Durability of Carbon-Supported La-Mn-Based Perovskite-Type Oxides as Oxygen Reduction Catalysts in Strong Alkaline Solution

The durability of carbon-supported La-Mn-based perovskites for the oxygen reduction reaction in strong alkaline solutions was investigated. Carbon-supported perovskite-type oxide nanoparticles were prepared by using a reverse micelle method. The durability of the carbon-supported LaMnO 3 nanoparticles was compared with that of carbon-supported LaMnO 3 prepared by the mechanical mixing of LaMnO 3 with the carbon support.

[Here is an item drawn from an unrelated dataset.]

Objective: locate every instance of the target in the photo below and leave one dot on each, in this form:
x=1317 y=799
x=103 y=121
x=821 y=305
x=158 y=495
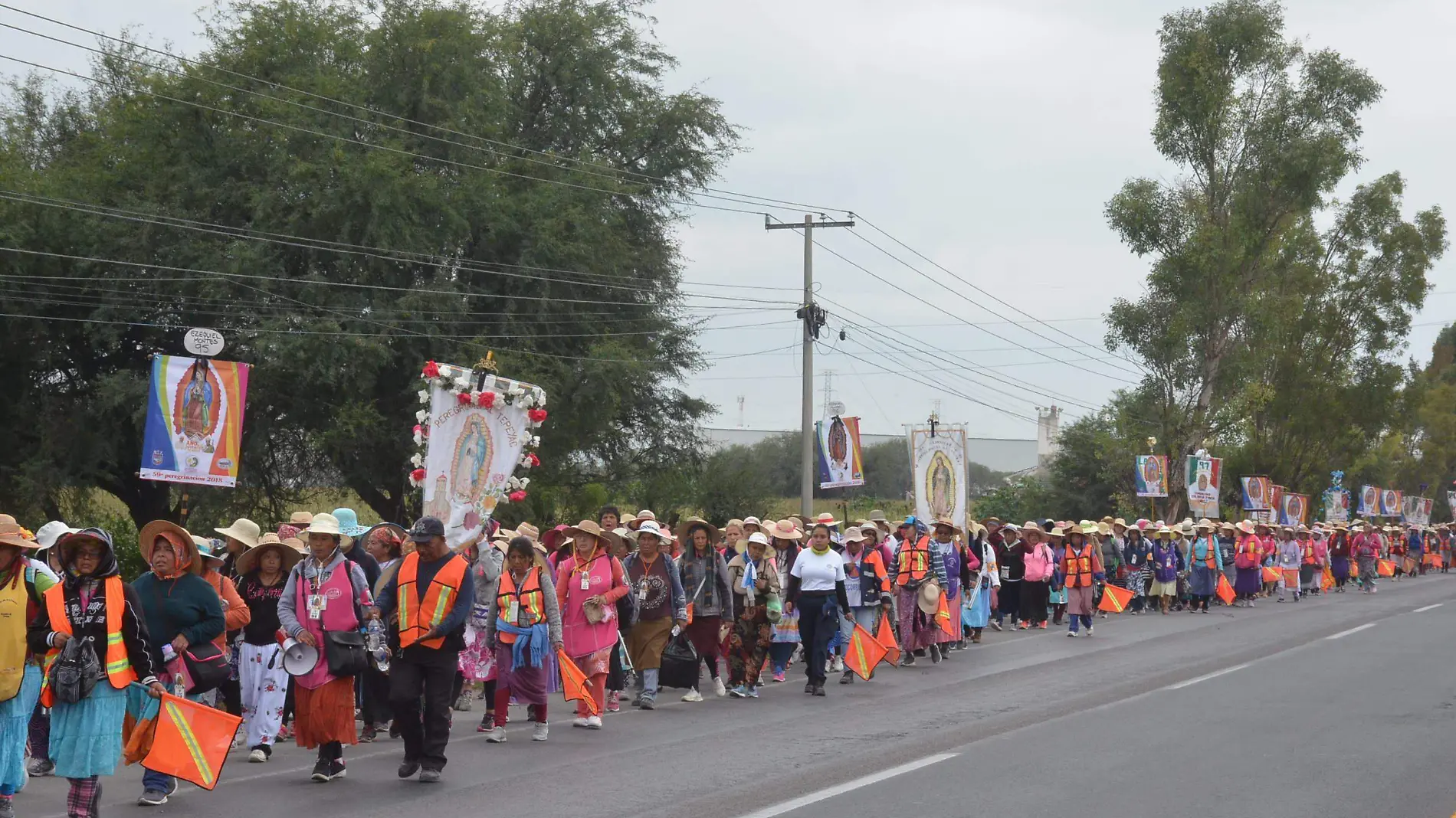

As a result, the durability of the carbon-supported LaMnO 3 nanoparticles was less than that of the carbon-supported LaMnO 3 prepared by the mixing method due to a difference in the surface area of LaMnO 3 , which has an effect on the oxygen reduction reaction. In order to improve the durability of the carbon-supported LaMnO 3 nanoparticles, Ca and Fe were substituted at the A-sites and B-sites of the perovskite lattice, respectively. As a result, it was found that the partial substitution of Ca and Fe is effective in improving the durability of LaMnO 3 under cathodic polarization in strong alkaline solutions. In particular, the substitution of Ca at the A-site not only improved the durability of the oxide but also enhanced the oxygen reduction activity owing to an increase in the average valence state of the B-sites of the perovskite lattice.